No todo uso intenso es una adicción, y pasar tiempo en línea no tiene nada de malo en sí mismo. La diferencia está en el control y en las consecuencias: cuando resulta muy difícil parar, aunque haya efectos negativos evidentes, es momento de prestar atención. Las plataformas están diseñadas para captar la atención con notificaciones, recompensas y contenido interminable, así que no se trata solo de falta de voluntad.

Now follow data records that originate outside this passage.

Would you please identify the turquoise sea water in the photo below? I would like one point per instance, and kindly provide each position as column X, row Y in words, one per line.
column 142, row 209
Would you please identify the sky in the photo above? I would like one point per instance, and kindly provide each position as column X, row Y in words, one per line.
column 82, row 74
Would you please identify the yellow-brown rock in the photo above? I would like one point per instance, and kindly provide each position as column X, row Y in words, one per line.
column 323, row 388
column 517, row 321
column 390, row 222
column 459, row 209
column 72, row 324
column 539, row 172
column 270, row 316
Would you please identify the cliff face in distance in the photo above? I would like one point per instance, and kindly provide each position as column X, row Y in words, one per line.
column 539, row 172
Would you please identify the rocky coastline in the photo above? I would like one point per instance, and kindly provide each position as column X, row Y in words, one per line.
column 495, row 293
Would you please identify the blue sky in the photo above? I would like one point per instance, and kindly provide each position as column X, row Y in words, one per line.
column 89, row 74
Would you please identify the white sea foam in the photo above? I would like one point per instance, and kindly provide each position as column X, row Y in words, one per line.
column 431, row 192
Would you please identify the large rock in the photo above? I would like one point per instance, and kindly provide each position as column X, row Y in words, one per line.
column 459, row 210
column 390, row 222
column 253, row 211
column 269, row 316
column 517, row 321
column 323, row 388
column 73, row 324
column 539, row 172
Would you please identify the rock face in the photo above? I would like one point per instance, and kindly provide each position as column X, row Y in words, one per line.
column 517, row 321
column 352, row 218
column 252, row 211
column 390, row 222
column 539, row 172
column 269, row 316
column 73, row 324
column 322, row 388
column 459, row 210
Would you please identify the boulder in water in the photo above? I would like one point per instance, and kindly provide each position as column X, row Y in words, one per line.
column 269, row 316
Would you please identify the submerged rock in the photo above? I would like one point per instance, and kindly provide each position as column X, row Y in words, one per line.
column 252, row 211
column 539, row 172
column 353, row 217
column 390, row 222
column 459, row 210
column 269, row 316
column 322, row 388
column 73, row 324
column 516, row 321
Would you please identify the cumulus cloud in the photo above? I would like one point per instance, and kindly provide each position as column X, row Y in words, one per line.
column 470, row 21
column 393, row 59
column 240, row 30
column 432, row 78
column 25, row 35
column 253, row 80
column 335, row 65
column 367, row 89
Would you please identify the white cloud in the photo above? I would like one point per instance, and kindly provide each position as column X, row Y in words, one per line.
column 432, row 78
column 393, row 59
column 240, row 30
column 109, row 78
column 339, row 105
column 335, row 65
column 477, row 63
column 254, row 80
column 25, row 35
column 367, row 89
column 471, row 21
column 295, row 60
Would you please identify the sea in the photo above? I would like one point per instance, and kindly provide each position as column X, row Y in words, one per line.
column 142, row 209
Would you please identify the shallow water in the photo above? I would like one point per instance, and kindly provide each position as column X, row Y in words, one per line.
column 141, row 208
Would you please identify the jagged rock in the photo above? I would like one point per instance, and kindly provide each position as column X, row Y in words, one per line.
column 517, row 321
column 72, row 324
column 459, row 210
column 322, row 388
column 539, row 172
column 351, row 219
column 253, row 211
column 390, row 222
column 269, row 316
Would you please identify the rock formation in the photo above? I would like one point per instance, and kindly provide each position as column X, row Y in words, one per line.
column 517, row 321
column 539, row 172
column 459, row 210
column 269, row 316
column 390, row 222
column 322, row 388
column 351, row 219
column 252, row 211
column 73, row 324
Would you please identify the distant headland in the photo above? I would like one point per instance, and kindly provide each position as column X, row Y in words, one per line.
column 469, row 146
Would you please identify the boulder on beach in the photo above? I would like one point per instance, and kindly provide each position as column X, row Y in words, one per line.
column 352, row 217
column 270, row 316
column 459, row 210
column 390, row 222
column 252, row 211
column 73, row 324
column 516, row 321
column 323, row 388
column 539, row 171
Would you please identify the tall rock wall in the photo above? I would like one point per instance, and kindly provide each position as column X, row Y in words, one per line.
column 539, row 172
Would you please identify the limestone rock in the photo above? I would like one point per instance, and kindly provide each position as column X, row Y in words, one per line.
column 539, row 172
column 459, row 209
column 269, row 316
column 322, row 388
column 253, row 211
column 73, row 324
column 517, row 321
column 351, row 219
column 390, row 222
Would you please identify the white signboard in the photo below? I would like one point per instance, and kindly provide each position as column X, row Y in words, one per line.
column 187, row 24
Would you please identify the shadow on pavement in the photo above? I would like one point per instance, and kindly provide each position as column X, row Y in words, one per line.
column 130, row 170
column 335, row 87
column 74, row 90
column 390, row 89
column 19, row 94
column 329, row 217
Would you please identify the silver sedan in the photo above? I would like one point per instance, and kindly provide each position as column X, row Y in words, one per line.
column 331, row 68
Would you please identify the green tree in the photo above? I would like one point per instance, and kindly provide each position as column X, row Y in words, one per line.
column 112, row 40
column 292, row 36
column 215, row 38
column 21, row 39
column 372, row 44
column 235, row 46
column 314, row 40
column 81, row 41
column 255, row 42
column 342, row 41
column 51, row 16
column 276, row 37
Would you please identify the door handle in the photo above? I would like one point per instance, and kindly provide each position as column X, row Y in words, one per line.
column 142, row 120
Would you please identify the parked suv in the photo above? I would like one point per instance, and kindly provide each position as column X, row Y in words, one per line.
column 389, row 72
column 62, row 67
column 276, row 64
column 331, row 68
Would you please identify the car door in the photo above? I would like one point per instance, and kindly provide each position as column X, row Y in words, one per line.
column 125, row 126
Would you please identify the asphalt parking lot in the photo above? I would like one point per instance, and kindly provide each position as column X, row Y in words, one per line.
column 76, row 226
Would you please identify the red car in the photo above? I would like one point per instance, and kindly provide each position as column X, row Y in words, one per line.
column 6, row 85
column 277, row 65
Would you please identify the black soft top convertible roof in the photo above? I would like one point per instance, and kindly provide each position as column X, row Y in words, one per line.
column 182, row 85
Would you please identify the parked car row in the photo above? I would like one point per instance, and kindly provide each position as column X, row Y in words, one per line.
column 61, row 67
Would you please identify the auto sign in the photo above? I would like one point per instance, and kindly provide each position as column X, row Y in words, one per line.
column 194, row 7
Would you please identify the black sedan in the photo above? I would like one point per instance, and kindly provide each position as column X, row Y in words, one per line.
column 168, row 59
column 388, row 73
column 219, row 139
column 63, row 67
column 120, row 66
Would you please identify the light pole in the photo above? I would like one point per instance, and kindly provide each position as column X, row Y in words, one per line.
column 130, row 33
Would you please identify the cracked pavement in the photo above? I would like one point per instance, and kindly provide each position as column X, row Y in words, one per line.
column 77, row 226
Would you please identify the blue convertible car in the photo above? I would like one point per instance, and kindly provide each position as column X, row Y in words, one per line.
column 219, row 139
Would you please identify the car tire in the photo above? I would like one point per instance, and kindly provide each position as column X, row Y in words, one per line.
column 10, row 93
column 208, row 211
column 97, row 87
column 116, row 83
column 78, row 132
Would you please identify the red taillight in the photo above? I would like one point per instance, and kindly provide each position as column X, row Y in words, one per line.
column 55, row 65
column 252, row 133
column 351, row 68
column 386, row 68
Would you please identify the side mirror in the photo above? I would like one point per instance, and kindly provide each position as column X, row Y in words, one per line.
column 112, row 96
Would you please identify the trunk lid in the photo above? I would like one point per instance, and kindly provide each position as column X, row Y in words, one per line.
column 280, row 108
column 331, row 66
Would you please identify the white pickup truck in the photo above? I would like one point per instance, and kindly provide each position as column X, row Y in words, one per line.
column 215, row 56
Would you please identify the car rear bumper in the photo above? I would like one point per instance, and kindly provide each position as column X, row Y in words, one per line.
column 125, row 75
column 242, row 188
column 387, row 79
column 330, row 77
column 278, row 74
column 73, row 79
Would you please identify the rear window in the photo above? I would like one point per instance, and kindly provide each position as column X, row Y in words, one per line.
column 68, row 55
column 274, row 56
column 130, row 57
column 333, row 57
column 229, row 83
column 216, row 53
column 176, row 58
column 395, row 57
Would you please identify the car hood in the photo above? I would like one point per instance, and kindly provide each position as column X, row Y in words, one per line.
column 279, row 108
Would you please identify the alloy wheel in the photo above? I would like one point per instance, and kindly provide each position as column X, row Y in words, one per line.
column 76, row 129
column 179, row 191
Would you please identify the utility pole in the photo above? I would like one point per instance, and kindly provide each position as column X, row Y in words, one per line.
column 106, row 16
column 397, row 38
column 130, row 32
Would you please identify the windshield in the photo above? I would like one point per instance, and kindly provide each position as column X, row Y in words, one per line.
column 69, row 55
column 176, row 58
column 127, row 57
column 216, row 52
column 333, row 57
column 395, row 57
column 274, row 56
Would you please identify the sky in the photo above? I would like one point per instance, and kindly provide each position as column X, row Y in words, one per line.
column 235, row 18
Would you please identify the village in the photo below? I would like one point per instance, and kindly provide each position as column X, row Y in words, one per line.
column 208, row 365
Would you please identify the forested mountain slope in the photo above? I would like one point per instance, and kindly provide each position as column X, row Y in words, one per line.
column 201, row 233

Entenderlo ayuda a abordar el tema desde la comprensión y no desde el juicio, tanto contigo mismo como con un hijo. También conviene fijarse en si el joven se siente peor después de conectarse, y no mejor.
Señales de un uso problemático
Cada persona es distinta, pero algunas señales que vale la pena observar con calma son:
- Revisar el teléfono de forma compulsiva, incluso a media noche.
- Ansiedad o irritabilidad marcada cuando no hay conexión.
- Descuidar la escuela, el sueño o los amigos por estar en línea.
- Perder por completo la noción del tiempo frente a la pantalla.
- Comparaciones constantes que afectan la autoestima y el ánimo.
- Usar las redes para evadir emociones incómodas o el aburrimiento.
Notar varias de estas señales no define a nadie como adicto, pero sí invita a mirar la relación con las pantallas con honestidad y sin dramatizar. El objetivo no es la culpa, sino la conciencia y el cuidado. Hablar del tema con naturalidad, antes de que se vuelva un conflicto, casi siempre suma.
Cómo acompañar sin juzgar
El reproche suele generar más distancia y cerrar la conversación. En lugar de prohibir de golpe, conviene conversar con apertura sobre cómo se siente el joven al usar las redes y qué obtiene de ellas. Pueden acordar juntos límites realistas, como zonas o momentos sin pantalla, y sostenerlos también con el ejemplo. Ayuda proponer alternativas que den satisfacción real: deporte, arte, convivencia, música o tiempo al aire libre. El objetivo no es eliminar la tecnología, sino recuperar el equilibrio y el disfrute de otras cosas. Los acuerdos funcionan mejor cuando se construyen en conjunto y se revisan cada cierto tiempo, en lugar de imponerse desde el enojo.
Cómo puede ayudar la terapia
Cuando el uso de las redes ya afecta el ánimo, el descanso o los estudios, el apoyo profesional marca la diferencia. Un psicólogo especialista en adicciones puede ayudar a entender qué necesidad se intenta cubrir con las pantallas y a construir hábitos más sanos, con profesionales certificados en México y sesiones por videollamada. En Niumi, la primera sesión cuesta $389 MXN, en lugar del precio regular de $649, para que dar el primer paso sea más fácil.
Recuperar el equilibrio es posible
Volver a tener control sobre las redes no ocurre de un día para otro, y no tiene que hacerse en soledad. Con acompañamiento, paciencia y sin juicios, los jóvenes pueden construir una relación más equilibrada con la tecnología y volver a disfrutar de lo que sucede también fuera de la pantalla. Reducir el tiempo de conexión poco a poco suele ser más sostenible que hacerlo de golpe. Cada pequeño cambio cuenta y suma a un bienestar más duradero.